Savage, Russell (Robert Russell), 1881-1944. Savage created
the Peregrinus, mascot for the University of Texas School of Law, in
response to a lecture by Professor William Stewart Simkins in his equity
class on the Praetor Peregrinus of Roman law. Savage graduated from the
School of Law in 1902 and later worked as an attorney in Corpus Christi,
Tex.
Scope and Content: Caricatures, doodles and lettering by
Savage, including one of the Peregrinus mascot with Prof. William
Stewart Simkins depicted as a winged beast labeled "Animo Movendi",
appear on the front and back pages of: LECTURES ON REAL ESTATE /
DELIVERED BY YANCEY LEWIS TO SENIOR LAW CLASS, UNIVERSITY OF TEXAS. --
[Austin], 1902.
Related records: See also files on the Peregrinus in the
Law School Subject Vertical Files.
Sheffield, Alice Jane, 1890-1984. Alice Jane (Drysdale)

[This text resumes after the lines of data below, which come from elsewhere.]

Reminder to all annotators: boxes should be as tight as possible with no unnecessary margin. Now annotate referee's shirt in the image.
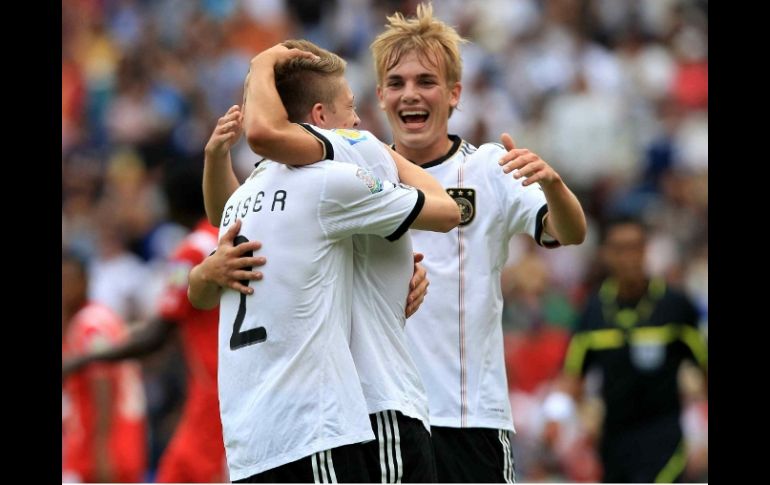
[218,157,424,480]
[406,135,557,431]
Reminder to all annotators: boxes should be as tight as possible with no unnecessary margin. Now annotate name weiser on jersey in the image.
[222,189,288,226]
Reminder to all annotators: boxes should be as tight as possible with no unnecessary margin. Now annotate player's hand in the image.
[206,104,243,159]
[202,219,267,295]
[405,253,430,318]
[251,44,319,70]
[499,133,561,187]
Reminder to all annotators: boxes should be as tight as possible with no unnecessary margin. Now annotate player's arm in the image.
[386,145,460,232]
[187,219,266,310]
[500,133,587,245]
[404,253,430,318]
[62,318,174,378]
[90,374,117,483]
[243,44,326,165]
[203,105,243,226]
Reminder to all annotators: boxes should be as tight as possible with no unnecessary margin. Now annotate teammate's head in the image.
[371,4,465,158]
[275,40,361,128]
[61,249,88,313]
[601,216,647,280]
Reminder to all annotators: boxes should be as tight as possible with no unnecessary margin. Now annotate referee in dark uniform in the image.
[564,218,707,483]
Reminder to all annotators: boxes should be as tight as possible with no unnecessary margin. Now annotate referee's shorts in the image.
[599,414,687,483]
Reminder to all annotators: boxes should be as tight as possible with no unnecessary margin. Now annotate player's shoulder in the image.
[467,142,507,164]
[323,160,391,196]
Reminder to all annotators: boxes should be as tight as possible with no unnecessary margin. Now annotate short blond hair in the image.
[370,3,467,86]
[275,39,347,123]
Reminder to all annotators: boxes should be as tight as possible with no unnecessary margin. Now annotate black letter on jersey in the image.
[222,206,233,226]
[270,190,286,212]
[230,235,267,350]
[251,190,265,212]
[241,197,251,219]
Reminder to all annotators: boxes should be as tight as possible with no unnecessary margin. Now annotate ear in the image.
[449,81,463,108]
[310,103,326,128]
[377,85,385,111]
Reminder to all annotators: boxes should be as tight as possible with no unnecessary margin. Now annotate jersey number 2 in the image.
[230,236,267,350]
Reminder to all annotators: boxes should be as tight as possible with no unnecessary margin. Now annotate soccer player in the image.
[189,47,459,482]
[62,152,262,483]
[371,4,586,483]
[201,41,457,483]
[552,216,708,483]
[62,252,146,482]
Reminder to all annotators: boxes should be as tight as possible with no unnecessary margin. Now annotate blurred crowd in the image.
[62,0,708,482]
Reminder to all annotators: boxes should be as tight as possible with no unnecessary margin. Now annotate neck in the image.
[396,136,452,165]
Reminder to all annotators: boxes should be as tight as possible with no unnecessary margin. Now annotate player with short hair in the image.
[191,46,459,481]
[371,4,586,482]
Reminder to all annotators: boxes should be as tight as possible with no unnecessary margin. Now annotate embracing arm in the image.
[500,133,586,246]
[187,219,266,310]
[203,105,243,226]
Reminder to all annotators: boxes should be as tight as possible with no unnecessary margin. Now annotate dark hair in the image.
[61,248,88,276]
[163,159,205,227]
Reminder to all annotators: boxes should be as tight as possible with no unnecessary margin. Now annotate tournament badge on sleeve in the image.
[446,187,476,226]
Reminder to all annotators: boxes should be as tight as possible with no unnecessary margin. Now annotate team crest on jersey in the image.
[356,168,382,194]
[446,187,476,226]
[332,128,366,145]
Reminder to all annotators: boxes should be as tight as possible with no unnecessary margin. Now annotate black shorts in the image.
[233,443,370,483]
[430,426,516,483]
[599,414,687,483]
[363,410,436,483]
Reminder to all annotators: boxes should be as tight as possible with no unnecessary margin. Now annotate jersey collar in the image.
[390,135,463,168]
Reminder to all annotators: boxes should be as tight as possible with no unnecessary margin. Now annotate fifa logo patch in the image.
[332,128,367,145]
[356,168,382,194]
[446,187,476,226]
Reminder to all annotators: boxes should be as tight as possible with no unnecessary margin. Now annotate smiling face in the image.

Sheffield graduated in 1918 from University of Texas School of Law, and
was an attorney with the Gulf Oil Corporation until her retirement. She
was a benefactor of higher education, and the Sheffield Room in Townes
Hall is named in her honor.
Scope and Content: Photographs are of Sheffield as a young
woman, including some showing her in evening dress holding a feathered
fan; and of T. M. Reagan Sheffield's stepfather(?), in U.S. Army
uniform. Certificates include University of Texas Bachelor of Laws
Diploma awarded to Alice Jane Drysdale, 1918 June 11; Ex-Students'
Association of The University of Texas life membership to Alice Jane
Drysdale Sheffield, 1964 Feb. 17; and Order of the Coif membership to
Alice Jane Sheffield, 1974 May 18. Plaques were presented to Sheffield
by Law School Foundation, 1977, and Law School Association, 1981.
Smyth, Murray G., 1901-1976. A 1924 graduate of The
University of Texas School of Law, Murray G. Smyth grew up in Uvalde,
Texas. He was admitted to the Texas bar in 1925 and did graduate studies
at the Harvard Law School in 1925-1926. He practiced law in Houston for
over 50 years and held leadership positions in the State Bar and the
Houston Bar Association.
Scope and Content: 1 black-&-white photograph ; 10 x 12
in., group photograph of graduate law program at Harvard Law School,
1926, including Murray G. Smyth, Tom Corcoran, Roscoe Pound, and Felix
Frankfurter. -- 1 black-&-white photograph ; 10 x 15 in., Harvard
Law School Class of 1926, 35th Reunion, 1961 Oct. 14. -- University of
Texas Commencement program, 1924. -- Leather-bound invitations,
University of Texas Commencement, 1923 & 1925. -- UT School of Law
Annual banquet program, 1922 Dec. 11. -- Postcard with Peregrinus
mascot. -- Black-&-white omposite photograph in holder, inscribed
"Delta Theta Phi Fraternity Univ. of Texas" and including Smyth's
photo.
Related records: See also White v. Smyth Case Files.
Scope and Content: The T-Shirts Collection provides a
colorful and often humorous perspective on the legal profession and
student life at the University of Texas School of Law and other law
schools. The illustrators include noted cartoonist Sam Hurt, a 1983
graduate of the UT Law School and creator of the comic strips "Eyebeam"
and "Queen of the Universe." The T-shirts are from the following
sources: (1) organizations and activities of the University of Texas
School of Law; (2) other law schools and law libraries; and (3) law
and/or library-related organizations, including T-shirts produced for
retail. The collection grew out of a Spring 1988 Tarlton Law Library
exhibit (entitled LAW SUITS) of law school and law library T-shirts
given or loaned to Tarlton by its many friends.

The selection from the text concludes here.